Our office represented a 32-year-old male who went to the emergency room at a local hospital and described to the defendant emergency room physician that he had substernal chest pressure radiating to his jaw and down his left arm. Plaintiff had a history of ominous cardiac risk factors including hypertriglyceridemia, hypercholesterolemia, hypertension, a positive family history for coronary artery disease, and a type “A” personality.

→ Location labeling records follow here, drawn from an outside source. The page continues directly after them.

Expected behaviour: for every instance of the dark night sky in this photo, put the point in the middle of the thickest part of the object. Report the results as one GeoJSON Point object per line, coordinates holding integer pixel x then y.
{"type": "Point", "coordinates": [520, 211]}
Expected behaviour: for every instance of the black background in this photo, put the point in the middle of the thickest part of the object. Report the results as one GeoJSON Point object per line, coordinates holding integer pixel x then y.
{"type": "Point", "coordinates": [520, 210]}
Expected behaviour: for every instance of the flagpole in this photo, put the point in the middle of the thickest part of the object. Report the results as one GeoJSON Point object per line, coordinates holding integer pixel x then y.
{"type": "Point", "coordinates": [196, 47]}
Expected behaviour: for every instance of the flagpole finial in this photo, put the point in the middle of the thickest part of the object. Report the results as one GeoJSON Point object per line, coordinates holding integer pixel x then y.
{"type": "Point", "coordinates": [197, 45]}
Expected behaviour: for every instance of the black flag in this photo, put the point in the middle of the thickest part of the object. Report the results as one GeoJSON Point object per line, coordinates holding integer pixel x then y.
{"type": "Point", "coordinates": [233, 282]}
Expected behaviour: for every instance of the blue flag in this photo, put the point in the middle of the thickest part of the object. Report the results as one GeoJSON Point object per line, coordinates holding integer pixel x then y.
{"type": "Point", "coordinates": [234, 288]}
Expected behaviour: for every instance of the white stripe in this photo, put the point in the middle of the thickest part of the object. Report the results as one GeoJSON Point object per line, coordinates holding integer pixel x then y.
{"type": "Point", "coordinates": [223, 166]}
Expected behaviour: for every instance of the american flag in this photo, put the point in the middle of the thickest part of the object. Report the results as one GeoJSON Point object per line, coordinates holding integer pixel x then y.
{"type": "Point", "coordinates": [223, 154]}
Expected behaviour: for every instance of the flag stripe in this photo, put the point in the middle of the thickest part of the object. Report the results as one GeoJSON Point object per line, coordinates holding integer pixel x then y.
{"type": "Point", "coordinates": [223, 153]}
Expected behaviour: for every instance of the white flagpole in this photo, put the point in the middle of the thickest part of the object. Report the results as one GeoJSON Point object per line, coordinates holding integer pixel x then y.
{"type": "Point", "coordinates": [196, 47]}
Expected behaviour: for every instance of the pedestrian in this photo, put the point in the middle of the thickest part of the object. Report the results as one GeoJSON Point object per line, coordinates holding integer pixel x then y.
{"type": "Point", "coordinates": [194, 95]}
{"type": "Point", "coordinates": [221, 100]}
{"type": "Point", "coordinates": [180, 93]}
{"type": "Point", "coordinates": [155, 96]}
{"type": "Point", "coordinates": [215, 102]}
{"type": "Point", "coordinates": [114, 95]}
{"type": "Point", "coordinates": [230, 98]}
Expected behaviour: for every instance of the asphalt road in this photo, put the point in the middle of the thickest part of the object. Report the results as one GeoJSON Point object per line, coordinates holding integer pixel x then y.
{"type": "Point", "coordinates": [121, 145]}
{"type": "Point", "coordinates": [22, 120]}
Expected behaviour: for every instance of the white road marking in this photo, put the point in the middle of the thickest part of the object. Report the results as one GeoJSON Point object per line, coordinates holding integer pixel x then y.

The Defendant failed to make the diagnosis of an impending myocardial infarction, failed to administer thrombolytic agents, heparin, and/or intravenous nitrates, and failed to secure an emergency cardiology consultation or to admit the Plaintiff to the CCU as was indicated. Instead, the plaintiff was sent home. Five hours later, the Plaintiff returned to the emergency room presented with similar complaints to the same defendant doctor and was admitted to the hospital. After stabilization, the Plaintiff was transferred to another hospital at his request. The plaintiff had cardiac bypass surgery four months later.
The Defendant claimed that he was not negligent in diagnosing the heart attack and that no damage resulted from the five-hour delay, as supported by the subsequent tests which showed no evidence of ischemia.
We settled the claim one week before trial for $350,000.
A well-known doctor caused a young mother to be restrained and sectioned to a hospital for mental evaluation based solely on the word of her husband whose father was a friend of the doctor, contrary to the Massachusetts statute that has specific laws that sanction such actions by a doctor. The jury found for the client against the doctor after a two-week trial. The jury verdict was less than what was offered as a settlement while the jury deliberated with the lesson that a settlement is often better than winning at trial.